Thüringer HC verpflichtet Kerstin Wohlbold

Kerstin WohlboldKerstin Wohlbold
Quelle: sportseye.de
Kerstin Wohlbold wechselt zum Thüringer HC. Dies gab der Verein am gestrigen Abend bekannt. Die Spielmacherin, die ihr neuer Arbeitgeber als eine der "kampfstärksten Spielerinnen der Liga" beschreibt, unterschrieb beim THC einen Zweijahresvertrag und wird beim THC wieder mit Herbert Müller zusammenarbeiten. "Ich schätze ihren Kampfgeist, ihre Dynamik sowie ihr schnelles Spiel und vor allem ihren Fleiß", so ihr alter und neuer Trainer über sie.

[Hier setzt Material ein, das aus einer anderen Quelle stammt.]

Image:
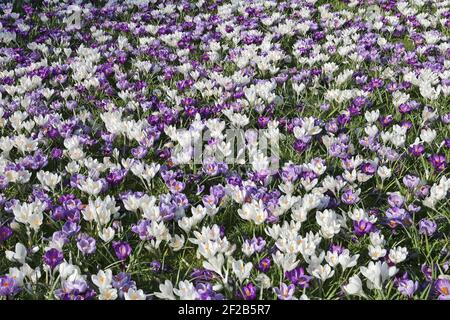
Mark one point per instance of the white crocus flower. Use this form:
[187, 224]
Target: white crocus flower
[354, 287]
[19, 255]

Groß geworden beim FC Kluftern wechselte Wohl bold über den TSV Fischbach im Jahr 2000 zum SSV Dornbirn-Schoren in die österreichische erste Liga, wo sie im EHF-Cup und Challenge-Cup früh die erste internationale Erfahrung sammelte. Nach zwei Jahren in der Alpenrepublik wechselte Wohlbold zum SV Allensbach und 2005 dann zum 1. FC Nürnberg, mit dem die ersten Einsätze in der Champions League und im Pokalsiegerwettbewerb folgen sollten.

„Ich freue mich, dass Kerstin Wohlbold zu uns in die Mannschaft wechselt. Ich habe sie aus der 2. Bundesliga vom SV Allensbach in die 1. Liga geholt und schon in Nürnberg als Mittelspielerin eingesetzt. Ich schätze ihren Kampfgeist, ihre Dynamik sowie ihr schnelles Spiel und vor allem ihren Fleiß. Sie hat sich inzwischen zu einer Top-Spielerin der Liga entwickelt. Zu Kerstins wichtigsten Eigenschaften gehören ihre Ehrlichkeit und Geradlinigkeit“, äußert sich Herbert Müller zu den Gründen der Verpflichtung.

In der vergangenen Spielzeit hatte ProVital Blomberg-Lippe die 1,70 m große Führungsspielerin in ihre Reihen. Wohlbold war Denkerin und Lenkerin im Angriff der Lipperinnen, die in der Meisterschaft am Ende den vierten Platz belegten und auch im DHB-Pokal erst im Endspiel von Bayer Leverkusen gestoppt werden konnten.

Seit knapp einem Jahr hat sie ihr Studium zur Hauptschullehrerin mit dem Staatsexamen beendet. „Beruflich möchte ich in Erfurt Fuß fassen. Ich wünsche mir, dass mein Studium in Thüringen anerkannt wird und ich nicht nochmal an die Uni muss. Ich will unterrichten“, antwortet Wohlbold auf die Frage nach ihrer beruflichen und privaten Zukunft.

„Ich hoffe, dass sich die Mannschaft so schnell wie möglich findet und so erfolgreich wie möglich die kommende Saison bestreitet“, definiert die Rückraumspielerin zurückhaltend ihre sportlichen Ziele für die nächste Spielzeit. „Ich freue mich auf Thüringen und die neue Mannschaft. Ich schätze Herbert Müller. Ihm habe ich viel zu verdanken. Er hat mich in die 1. Bundesliga geholt. In der Zeit in Nürnberg habe ich unter seiner Führung viel gelernt und ich habe mich immer wohl gefühlt. Als er mich anrief, musste ich auch nicht lange überlegen, um wieder bei ihm trainieren zu können“, beschreibt sie ihr Verhältnis zum Trainer.

Wohlbold ist nach Nora Reiche, Idalina Borges Mesquita, Stephanie Subke, Katrin Engel, Nadja Nadgornaja und Danick Snelder bereits der siebte Neuzugang für die kommende Saison.